On the occasions Belgium played through their outside centre-backs, they created diamonds along with a wing-back, the ball-side central midfielder and a wide attacker. That shape allowed for one-touch combinations and blindside movements to progress play forwards.
The hosts were also happy to play direct to Lukaku in attack, and he did a good job of retaining the ball, holding play up, and setting the ball back to midfield. A ball to Lukaku’s feet triggered both forward runs beyond him and a supporting run close to him; his play with his back to goal was very effective, and England struggled to contain him. England almost always sent a centre-back with Lukaku when he dropped to stop him from turning, but the Belgian used his upper body well to hold off his marker.
Despite some promising build-up play, Belgium didn’t offer much threat to the space in behind England’s defence, and they didn’t create many good-quality chances – their best chance came on the counter. However, the two goals they scored inside 23 minutes meant that there was little need to attack and that they were happy to let England have the ball.

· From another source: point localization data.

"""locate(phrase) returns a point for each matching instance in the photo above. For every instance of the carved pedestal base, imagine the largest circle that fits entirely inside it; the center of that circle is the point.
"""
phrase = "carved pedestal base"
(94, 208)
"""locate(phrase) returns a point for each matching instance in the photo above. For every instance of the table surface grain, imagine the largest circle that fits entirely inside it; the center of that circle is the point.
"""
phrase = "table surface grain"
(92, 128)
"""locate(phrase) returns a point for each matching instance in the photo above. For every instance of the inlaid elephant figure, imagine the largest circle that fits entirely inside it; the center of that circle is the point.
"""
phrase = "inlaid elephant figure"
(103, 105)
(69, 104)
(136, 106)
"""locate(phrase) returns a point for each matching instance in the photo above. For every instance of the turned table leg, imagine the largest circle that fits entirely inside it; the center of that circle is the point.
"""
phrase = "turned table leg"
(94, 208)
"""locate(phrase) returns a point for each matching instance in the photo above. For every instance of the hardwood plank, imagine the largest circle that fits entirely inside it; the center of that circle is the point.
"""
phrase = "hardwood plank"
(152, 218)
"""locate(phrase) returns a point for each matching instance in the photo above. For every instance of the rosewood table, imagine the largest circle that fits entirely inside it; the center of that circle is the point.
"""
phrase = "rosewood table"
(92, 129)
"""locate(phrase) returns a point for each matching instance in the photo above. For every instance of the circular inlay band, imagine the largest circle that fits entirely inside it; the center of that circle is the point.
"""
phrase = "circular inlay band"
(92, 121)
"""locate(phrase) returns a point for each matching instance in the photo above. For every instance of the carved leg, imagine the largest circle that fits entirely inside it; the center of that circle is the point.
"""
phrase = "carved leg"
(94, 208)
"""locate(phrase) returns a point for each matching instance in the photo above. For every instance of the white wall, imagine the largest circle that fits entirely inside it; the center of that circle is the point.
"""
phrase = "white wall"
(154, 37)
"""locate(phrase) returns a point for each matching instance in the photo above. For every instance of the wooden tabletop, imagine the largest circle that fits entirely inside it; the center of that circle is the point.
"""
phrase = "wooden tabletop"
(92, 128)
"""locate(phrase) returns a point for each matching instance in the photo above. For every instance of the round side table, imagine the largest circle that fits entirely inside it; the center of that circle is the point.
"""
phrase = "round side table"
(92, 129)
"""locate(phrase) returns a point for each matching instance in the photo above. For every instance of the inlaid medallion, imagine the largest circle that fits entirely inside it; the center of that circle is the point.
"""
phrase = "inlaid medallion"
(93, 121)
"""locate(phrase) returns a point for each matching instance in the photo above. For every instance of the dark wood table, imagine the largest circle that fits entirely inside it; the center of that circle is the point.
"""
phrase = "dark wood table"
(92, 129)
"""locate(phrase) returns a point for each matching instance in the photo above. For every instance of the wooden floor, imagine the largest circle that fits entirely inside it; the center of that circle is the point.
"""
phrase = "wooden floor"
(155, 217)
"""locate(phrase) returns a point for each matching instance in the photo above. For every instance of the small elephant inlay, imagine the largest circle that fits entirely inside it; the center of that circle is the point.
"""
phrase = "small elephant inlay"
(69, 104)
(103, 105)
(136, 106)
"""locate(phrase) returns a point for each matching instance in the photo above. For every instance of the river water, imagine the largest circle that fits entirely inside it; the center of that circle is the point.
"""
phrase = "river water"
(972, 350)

England were set up by their manager Gareth Southgate into a 3-4-3 formation, with creative midfielders Jack Grealish and Mason Mount operating in support of Harry Kane. Belgium used a 5-2-3 when out of possession.
England used a similar strategy to their opponents in that their wide attackers moved infield to create a four-player box with Jordan Henderson and Declan Rice around Belgium’s two-man midfield, creating opportunities to try and penetrate Belgium’s first and second lines by finding the feet of Mount and Grealish with direct passes. Belgium’s wider centre-backs were happy to step up and track England's wide attackers to ensure that they couldn’t turn and advance.

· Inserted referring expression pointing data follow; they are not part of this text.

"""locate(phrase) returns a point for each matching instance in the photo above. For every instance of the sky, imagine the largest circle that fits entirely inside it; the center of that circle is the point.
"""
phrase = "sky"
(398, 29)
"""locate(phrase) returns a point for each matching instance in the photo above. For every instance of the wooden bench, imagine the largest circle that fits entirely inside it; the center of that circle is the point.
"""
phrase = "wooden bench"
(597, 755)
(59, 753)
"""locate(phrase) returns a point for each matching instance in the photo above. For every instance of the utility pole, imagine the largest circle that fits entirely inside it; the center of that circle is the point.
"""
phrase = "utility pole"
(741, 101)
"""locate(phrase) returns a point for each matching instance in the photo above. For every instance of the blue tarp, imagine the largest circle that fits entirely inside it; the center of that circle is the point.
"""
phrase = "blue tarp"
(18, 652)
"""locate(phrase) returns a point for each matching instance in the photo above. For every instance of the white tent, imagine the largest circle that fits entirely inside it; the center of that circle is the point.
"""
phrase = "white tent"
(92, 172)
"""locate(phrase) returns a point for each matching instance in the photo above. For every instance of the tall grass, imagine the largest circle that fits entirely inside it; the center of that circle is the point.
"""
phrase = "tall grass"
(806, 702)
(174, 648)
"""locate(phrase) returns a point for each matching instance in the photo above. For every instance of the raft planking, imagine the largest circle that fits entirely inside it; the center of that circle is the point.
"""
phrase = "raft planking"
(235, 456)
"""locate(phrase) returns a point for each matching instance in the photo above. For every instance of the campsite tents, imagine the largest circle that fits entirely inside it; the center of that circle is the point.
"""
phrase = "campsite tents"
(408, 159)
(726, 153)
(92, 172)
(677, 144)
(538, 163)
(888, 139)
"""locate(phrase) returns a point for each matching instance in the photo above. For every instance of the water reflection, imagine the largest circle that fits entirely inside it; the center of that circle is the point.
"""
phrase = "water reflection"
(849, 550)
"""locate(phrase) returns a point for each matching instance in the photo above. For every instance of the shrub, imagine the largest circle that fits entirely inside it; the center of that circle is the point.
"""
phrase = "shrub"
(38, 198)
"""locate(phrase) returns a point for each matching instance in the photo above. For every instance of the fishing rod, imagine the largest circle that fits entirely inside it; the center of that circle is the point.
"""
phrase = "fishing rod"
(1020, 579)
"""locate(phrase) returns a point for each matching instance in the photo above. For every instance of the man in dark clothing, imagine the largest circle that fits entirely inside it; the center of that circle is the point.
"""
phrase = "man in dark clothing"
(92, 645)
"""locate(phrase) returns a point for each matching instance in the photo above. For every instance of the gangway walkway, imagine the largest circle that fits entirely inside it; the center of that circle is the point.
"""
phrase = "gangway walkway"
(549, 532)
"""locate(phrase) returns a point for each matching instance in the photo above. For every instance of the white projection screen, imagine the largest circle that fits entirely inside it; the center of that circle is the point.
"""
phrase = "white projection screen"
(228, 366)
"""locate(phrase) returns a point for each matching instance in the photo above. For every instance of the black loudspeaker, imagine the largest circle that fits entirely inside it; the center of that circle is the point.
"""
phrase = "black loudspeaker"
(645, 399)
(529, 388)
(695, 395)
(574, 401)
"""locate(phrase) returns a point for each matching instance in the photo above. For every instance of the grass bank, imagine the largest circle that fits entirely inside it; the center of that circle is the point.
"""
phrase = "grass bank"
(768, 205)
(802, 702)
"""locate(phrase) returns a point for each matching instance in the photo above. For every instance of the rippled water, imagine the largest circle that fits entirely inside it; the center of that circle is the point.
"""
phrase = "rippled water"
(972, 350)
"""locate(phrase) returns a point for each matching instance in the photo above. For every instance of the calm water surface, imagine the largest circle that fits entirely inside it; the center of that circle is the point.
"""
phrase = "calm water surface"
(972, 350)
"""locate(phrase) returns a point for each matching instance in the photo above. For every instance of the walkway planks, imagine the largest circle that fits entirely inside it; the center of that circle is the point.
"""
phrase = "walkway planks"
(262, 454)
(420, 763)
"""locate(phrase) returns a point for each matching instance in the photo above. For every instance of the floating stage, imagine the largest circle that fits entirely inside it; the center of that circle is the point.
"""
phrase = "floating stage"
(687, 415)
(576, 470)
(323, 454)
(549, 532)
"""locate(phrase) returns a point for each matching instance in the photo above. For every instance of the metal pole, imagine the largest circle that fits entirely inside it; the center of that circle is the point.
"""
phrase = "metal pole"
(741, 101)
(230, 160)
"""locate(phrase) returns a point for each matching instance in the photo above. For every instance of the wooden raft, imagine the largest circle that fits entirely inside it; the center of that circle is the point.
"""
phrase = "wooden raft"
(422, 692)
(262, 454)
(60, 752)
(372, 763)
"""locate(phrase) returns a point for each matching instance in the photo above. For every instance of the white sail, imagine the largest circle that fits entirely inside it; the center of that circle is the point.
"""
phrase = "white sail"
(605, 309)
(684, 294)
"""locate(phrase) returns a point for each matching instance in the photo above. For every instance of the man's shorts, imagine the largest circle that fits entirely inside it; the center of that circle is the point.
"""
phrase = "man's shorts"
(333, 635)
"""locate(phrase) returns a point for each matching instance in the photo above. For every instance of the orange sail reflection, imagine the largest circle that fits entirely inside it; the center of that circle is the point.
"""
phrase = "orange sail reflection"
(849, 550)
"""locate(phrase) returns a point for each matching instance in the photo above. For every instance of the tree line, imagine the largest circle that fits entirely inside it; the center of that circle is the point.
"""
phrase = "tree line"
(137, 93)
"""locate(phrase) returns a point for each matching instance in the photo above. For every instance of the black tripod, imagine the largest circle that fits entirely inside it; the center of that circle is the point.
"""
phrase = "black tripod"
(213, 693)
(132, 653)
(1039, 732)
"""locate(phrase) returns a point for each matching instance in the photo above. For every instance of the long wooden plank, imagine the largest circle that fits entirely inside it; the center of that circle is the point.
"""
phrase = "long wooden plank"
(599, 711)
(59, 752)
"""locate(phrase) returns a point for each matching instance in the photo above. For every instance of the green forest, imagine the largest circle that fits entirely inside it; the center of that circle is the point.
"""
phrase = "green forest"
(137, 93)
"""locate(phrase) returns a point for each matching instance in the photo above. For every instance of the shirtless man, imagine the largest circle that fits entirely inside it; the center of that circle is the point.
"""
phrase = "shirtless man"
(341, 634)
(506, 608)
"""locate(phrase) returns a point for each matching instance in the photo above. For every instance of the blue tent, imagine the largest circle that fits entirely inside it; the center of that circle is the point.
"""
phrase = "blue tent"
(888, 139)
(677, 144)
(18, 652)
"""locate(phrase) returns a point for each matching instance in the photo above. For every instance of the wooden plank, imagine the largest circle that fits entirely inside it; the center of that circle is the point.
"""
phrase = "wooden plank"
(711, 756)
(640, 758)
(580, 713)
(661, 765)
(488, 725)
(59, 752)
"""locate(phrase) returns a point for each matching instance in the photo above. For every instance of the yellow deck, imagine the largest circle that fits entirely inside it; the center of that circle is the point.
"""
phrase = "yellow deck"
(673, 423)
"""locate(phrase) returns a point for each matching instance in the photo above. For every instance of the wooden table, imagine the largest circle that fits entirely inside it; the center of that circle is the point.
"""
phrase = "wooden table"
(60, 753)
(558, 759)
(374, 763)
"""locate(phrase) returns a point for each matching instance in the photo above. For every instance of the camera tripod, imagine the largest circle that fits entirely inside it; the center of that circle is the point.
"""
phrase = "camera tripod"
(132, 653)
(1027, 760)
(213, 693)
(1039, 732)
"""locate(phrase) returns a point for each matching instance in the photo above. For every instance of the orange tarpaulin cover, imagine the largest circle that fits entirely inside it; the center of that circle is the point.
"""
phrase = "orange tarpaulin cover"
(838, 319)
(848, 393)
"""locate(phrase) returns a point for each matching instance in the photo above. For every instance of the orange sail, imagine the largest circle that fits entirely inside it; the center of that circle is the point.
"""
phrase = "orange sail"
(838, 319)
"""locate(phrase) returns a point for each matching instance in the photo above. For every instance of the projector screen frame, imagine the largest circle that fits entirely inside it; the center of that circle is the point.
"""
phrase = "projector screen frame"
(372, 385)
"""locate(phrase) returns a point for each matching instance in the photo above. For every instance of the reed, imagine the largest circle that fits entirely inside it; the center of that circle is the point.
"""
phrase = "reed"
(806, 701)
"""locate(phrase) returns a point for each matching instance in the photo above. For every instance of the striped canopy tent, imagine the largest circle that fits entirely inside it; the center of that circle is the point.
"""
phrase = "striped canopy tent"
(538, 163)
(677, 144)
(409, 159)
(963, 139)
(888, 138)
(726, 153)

Belgium’s strategy came with risks, in that their centre-back left space for England to exploit in behind, but the potential reward of that centre-back stealing possession and launching a counter attack – as seen for the first goal of the game after Jan Vertonghen stepped in front of Mount to win the ball – meant the risk was worth taking. When England’s attacking midfielders dropped to receive the ball, their wing-backs made movements in the opposite direction, hoping to disrupt Belgium's defensive line and to create space in behind for that wing-back.
When England moved the ball wide or into the half-spaces, the wider centre-back on that side of the pitch – Tyrone Mings on the left and Kyle Walker on the right – often made a forward run off the ball to join their attack in the final third. Such an approach has rarely been seen in international football, but it perhaps provides an indication of where Southgate is looking to go with his formation with next summer’s delayed Euro 2020 tournament.
England looked most threatening when they found Grealish’s feet. He was arguably the best player on the pitch, and Belgium resorted to any means necessary to stop him, resulting in him winning a lot of free-kicks in the final third, but England failed to take advantage of those dead balls. Both Grealish and Mount were free to roam in attack, and it wasn’t uncommon to see them both on the same side of the pitch as England looked to create overloads in the final third. Belgium crowded England out effectively in those situations, so England often switched play before delivering a ball into the area.
Another of England’s tactics was to find Kane, who regularly also dropped back to receive a pass to feet. Kane’s hold-up play, protection of the ball and ability to turn led to him fashioning a few chances for himself, but with so many players willing to drop deep, England struggled to stretch play and impact the spaces in behind Belgium's defence.
Despite dominating possession, England lacked quality in the final third and, as a result, failed to create many chances of significance and to test Thibaut Courtois. Southgate will hope that the returns of Raheem Sterling, Marcus Rashford and Trent Alexander-Arnold will ensure improvements in that area of the pitch. On this occasion, England struggled to make their dominance of the ball count.